Depuis plus de dix ans, Joseph Ducasse inspire le sourire sur le visage de nombreux Haïtiens. Dans sa langue vernaculaire, il plonge dans l’imaginaire collectif haïtien pour en tirer la pointe d’humour pouvant déclencher les éclats de rire. Malheureusement, “les Haïtiens valorisent peu la comédie. C’est un art qu’ils perçoivent différemment de la musique. Par exemple, un promoteur n’aura pas de mal à payer une belle somme à un groupe musical ou un chanteur qui se déplace avec ses instruments. Car selon sa conception, le chanteur ou le groupe le mérite. En revanche, il ne va pas dépenser la même somme pour la comédie, pour quelques petites blagues », regrette-t-il. « C’est encore plus difficile pour le stand-up, un modèle de comédie auquel les Haïtiens ne sont pas encore habitués », ajoute celui qui s’inspire du stand-up américain.

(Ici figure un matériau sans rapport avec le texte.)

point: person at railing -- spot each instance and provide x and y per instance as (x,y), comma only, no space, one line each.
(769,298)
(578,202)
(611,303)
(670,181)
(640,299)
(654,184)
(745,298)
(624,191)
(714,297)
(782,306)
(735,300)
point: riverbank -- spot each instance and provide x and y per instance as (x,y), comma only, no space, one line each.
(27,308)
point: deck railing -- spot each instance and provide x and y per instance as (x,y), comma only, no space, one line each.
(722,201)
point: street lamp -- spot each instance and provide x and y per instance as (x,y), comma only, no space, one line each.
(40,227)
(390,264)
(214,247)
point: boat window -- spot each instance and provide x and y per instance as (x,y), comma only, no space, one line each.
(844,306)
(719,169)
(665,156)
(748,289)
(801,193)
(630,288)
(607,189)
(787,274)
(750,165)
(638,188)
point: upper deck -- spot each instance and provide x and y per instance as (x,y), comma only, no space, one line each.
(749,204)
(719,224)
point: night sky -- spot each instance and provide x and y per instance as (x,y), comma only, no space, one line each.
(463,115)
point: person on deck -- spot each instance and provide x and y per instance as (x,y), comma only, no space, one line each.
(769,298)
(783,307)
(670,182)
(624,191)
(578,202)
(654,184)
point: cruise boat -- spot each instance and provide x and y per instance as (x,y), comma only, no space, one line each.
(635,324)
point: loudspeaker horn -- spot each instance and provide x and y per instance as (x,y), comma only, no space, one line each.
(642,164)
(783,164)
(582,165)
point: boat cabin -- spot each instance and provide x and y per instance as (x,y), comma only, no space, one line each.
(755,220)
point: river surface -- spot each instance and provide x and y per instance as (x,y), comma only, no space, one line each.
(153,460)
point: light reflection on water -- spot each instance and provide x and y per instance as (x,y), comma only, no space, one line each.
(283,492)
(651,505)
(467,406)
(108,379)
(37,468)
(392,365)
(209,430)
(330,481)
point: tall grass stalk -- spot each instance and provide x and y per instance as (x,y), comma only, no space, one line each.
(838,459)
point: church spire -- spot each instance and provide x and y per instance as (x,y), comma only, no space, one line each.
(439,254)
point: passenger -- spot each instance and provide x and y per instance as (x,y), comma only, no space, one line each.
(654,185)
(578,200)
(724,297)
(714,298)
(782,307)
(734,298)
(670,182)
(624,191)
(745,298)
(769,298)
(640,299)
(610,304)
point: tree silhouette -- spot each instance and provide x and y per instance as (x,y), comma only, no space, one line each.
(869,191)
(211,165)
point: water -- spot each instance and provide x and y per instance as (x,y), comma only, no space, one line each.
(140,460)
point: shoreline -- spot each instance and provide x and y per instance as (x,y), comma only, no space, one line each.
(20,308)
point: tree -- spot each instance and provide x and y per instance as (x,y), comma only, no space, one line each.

En créole (appellation de la langue haïtienne à laquelle il s’oppose), Sejoe s’est déjà produit sur plusieurs scènes, devant son public cible. « Je fais ce que je fais dans ma langue natale. Je le fais pour ma communauté, pour mon peuple », déclare le stand-upeur. Il s’inspire de la réalité ou de la tradition haïtienne qu’aucune autre nation ne peut comprendre, à en croire ses dires. Selon lui, une langue renferme un ensemble de connaissances propres à un peuple. « Je ne saurais maîtriser le stand-up américain aussi bien que je le fais dans ma propre langue », nuance-t-il. C’est la raison pour laquelle, il souhaiterait revenir en Haïti, pour enchaîner des prestations devant son public favori.
Sa dernière prestation en Haïti remonte à 2018, à LOL Fest. À cause de la situation précaire, il ne peut pas se produire dans son pays comme il le désire ardemment. « Il y a beaucoup trop d’incertitudes par rapport à l’insécurité, à la disponibilité du carburant, entre autres. C’est difficile dans ce contexte-là. Je suis affecté par ce qui se passe en Haïti », révèle le producteur Sejoe, nostalgique.
Par ailleurs, il fait remarquer que si le pays se trouve dans un tel déclin, c’est à cause des mauvais choix des électeurs. « Il faut qu’on cesse d’accorder le pouvoir aux dirigeants incompétents », soutient Sejoe, qui suit attentivement l’actualité en Haïti depuis les États-Unis. De plus, il croit qu’il faut repenser le système scolaire haïtien qui, selon lui, forme les enfants pour servir les étrangers. « Nou pa kreye timoun pou itil peyi a anyen », estime M. Ducasse, faisant un plaidoyer pour une meilleure utilisation du créole dans l’enseignement.
« C’est uniquement en Haïti qu’on met la pression sur un enfant pour qu’il parle une autre langue. Le fait est que c’est parce qu’on ne produit rien d’intéressant chez nous qui puisse intéresser l’étranger, que nous sommes obligés de parler une langue dans la perspective que cela nous procurera des opportunités…C’est une attitude de mendiant », fustige Joseph Ducasse.« Nous nous efforçons de parler d’autres langues pour pouvoir mieux quémander », argumente Sejoe, qui croit que l’appellation Ayisyen conviendrait mieux à la langue haïtienne.
Joseph Ducasse, dit Sejoe, se dit fier de ce qu’il a apporté à l’évolution du stand-up dans la comédie haïtienne. « Je suis encore jeune, il me reste encore beaucoup à faire. J’ai vécu des moments dans ma carrière, mais je ne suis pas en mesure pour l’instant de parler de ma plus grande et belle expérience », dit-il avec humilité, se rappelant de feu Mikaben décédé lors de son plus grand spectacle à Accor Arena. Marié et père de famille, il confie que sa plus grande satisfaction est de rendre fière sa fille, ainsi que toute sa famille.